Alastair Cook hailed Joe Root's "character" and did his best to keep a lid on expectations of a 5-0 Ashes rout after England's crushing 347-run win over Australia in the second test at Lord's.
Victory, achieved with a day to spare, left Ashes-holders England 2-0 up in the five-match series after their 14-run win in the first test at Trent Bridge. The famous urn will be theirs again should they win the third test at Old Trafford starting on August 1.
Sunday's success was a personal triumph for Root, still only 22 years old and appearing in just his eighth test.
The Yorkshire opener's second innings 180 put England in a position of complete control.
It was Root's second century in three tests but first opening the innings after his maiden test ton of 104 against New Zealand made as a middle-order batsman at his home ground of Headingley in May.
Part-time off-spinner Root then took two wickets for one run in 11 balls on Sunday to dismiss Australia captain Michael Clarke and Usman Khawaja after both batsmen had made fifties.
During the course of his century, a textbook display of how to open the innings in a test match, man-of-the-match Root became the first batsman to make 1,000 first-class runs this English season.
Asked if he'd been surprised by Root's innings, which indicated a maturity beyond his years, England captain Cook - who as a 21-year-old made a hundred on his test debut against India in Nagpur in 2006 - said: "To be honest, not with his batting.
"We've seen over his very short international career what an outstanding player he is. He's got the right character. It's a lot about technique but he has the right character to succeed at test cricket.
"He adapts his game to whatever is required. In a high pressure situation to score a big hundred is huge credit to him," added Cook, the only England batsman to score 25 test hundreds.
"Seven overs, two for nine was a bit of a surprise," said Cook of Root's Sunday bowling figures. "But he keeps moaning when I take him off.

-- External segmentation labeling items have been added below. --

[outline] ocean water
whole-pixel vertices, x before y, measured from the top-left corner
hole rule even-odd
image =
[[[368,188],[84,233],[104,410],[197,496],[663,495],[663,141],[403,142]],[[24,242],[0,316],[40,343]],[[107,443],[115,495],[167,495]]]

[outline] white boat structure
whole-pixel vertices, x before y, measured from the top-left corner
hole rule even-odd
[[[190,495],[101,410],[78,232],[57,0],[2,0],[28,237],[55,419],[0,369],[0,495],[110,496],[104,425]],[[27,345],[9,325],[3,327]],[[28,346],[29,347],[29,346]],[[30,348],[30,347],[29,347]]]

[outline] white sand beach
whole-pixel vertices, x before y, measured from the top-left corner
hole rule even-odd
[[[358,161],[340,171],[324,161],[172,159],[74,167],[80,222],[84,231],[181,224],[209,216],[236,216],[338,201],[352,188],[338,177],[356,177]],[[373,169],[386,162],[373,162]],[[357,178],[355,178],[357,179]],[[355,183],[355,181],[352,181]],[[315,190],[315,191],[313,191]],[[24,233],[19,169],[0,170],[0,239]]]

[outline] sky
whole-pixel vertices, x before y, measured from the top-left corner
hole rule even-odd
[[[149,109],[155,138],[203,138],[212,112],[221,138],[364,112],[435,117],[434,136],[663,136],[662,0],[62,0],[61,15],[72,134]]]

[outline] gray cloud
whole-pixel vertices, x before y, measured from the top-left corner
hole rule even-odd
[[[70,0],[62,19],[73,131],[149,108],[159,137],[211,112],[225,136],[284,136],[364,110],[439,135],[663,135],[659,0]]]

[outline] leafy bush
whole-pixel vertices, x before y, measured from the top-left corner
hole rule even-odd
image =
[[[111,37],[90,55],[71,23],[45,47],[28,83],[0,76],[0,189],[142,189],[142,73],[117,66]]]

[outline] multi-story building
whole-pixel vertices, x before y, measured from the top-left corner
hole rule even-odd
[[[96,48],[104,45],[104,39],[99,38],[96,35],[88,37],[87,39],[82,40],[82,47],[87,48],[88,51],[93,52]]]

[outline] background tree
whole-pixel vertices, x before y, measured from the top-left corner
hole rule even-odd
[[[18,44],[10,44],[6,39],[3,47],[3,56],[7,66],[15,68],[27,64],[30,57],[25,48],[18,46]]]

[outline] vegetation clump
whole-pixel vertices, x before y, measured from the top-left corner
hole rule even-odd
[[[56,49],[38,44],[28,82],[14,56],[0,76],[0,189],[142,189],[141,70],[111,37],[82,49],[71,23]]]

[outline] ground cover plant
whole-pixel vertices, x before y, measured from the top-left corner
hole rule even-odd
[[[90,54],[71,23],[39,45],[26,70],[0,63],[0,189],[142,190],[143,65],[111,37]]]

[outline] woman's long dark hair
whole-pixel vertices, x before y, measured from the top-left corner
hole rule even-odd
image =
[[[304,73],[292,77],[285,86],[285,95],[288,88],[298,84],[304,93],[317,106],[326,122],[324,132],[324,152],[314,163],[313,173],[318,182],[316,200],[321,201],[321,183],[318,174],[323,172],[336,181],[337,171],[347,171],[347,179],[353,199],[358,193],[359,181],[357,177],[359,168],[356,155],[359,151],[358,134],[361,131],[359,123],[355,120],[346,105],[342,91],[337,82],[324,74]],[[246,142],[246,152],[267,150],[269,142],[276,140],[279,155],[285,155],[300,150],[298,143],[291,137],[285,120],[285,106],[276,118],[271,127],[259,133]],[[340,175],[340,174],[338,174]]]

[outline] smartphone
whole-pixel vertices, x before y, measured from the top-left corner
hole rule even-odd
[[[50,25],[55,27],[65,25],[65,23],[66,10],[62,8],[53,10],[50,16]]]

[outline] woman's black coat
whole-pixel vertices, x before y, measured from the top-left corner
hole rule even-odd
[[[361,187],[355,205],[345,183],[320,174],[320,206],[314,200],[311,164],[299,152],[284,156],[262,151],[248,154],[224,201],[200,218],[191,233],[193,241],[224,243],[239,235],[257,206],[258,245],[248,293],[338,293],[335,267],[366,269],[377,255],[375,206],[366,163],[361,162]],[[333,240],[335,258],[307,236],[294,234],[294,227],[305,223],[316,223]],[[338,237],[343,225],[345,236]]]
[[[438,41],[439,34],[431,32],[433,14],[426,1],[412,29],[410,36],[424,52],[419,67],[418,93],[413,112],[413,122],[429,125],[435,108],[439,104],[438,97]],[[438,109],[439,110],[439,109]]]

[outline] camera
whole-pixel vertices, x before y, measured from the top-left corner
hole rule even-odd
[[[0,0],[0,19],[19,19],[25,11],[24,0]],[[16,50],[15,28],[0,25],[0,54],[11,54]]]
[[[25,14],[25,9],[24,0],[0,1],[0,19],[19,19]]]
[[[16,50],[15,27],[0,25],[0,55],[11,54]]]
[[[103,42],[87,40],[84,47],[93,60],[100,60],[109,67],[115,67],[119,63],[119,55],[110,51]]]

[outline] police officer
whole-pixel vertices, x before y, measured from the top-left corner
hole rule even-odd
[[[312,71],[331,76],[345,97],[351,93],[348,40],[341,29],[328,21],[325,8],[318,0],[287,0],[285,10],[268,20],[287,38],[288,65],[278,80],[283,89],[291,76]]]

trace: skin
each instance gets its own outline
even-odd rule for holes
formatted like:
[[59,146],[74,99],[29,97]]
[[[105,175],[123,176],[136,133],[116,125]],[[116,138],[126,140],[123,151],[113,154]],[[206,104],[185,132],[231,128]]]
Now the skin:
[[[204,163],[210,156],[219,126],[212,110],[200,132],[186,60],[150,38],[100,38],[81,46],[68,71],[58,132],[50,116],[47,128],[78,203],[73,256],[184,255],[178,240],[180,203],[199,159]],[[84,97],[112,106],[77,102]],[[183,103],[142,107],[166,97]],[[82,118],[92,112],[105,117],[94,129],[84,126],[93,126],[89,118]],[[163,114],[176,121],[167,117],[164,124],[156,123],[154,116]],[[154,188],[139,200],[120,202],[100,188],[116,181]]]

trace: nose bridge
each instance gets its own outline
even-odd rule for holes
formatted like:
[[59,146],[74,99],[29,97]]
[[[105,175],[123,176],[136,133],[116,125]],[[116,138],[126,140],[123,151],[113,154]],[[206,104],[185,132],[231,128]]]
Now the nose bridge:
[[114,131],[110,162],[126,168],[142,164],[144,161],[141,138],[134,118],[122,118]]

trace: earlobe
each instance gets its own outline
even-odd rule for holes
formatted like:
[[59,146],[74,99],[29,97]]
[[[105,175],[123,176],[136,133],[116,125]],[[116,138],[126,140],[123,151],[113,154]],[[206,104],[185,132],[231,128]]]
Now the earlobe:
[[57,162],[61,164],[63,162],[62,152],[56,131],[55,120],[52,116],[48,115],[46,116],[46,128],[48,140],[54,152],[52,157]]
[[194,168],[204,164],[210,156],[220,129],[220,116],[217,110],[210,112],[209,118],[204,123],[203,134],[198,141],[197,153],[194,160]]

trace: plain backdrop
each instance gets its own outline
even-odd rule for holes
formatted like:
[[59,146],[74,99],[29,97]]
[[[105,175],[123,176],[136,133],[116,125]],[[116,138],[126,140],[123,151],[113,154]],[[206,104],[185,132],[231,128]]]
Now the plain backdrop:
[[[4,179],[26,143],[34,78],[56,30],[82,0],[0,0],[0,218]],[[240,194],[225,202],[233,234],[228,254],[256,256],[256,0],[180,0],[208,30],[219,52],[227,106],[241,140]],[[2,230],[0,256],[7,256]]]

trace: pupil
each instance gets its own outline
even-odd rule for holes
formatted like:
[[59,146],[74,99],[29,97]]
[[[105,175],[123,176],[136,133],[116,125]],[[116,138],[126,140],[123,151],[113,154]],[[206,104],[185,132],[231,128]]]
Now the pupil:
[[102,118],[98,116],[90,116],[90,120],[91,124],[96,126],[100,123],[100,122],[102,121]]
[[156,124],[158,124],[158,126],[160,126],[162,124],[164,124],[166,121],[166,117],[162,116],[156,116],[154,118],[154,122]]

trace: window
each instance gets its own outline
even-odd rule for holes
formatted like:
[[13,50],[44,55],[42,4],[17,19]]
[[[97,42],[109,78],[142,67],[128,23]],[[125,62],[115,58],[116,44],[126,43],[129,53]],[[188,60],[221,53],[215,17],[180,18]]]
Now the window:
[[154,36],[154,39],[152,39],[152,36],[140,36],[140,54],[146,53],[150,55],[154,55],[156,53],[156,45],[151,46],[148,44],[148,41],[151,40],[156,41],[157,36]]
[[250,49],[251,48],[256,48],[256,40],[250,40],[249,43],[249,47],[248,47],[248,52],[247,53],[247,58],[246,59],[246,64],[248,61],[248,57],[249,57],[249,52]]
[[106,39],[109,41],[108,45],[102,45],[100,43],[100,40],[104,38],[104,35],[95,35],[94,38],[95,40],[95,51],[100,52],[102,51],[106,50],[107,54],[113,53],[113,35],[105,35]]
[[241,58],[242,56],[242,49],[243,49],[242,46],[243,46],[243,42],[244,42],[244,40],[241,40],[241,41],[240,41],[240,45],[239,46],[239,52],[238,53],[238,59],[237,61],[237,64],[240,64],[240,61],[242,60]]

"He can be mighty proud of his performance in this game."
England have never won an Ashes series 5-0 although they've twice been on the receiving end of such a humiliating reverse by Australia, in 1920/21 and, more recently, 2006/07.
Indeed you have to go back to 1886 for England's nearest comparable equivalent Ashes success, a 3-0 whitewash (they won the 1977 Ashes by the same scoreline although that included two draws in a five-match series).
But despite overseeing Australia's worst Ashes test defeat in terms of runs since their 675-run hammering at Brisbane's Exhibition Ground in 1928, the level-headed Cook typically wanted nothing to do with any whitewash talk.
"It's certainly too early for that," said the 28-year-old left-handed opening batsman. "You only have to look at our dressing room to see how hard we've had to work to win these two games.
"At certain moments in this game we were right under the cosh. It's a huge credit to the lads that we've managed to pull through.
"It's a winning habit. In four test matches this summer we've won all four (England defeated New Zealand 2-0 in a two-match series) and I think that's a good place to be.
"We won't be taking anything for granted or taking our foot off the gas - or looking past the first hour at Old Trafford. That's not the way [England coach] Andy Flower works, that's not the way this England side works."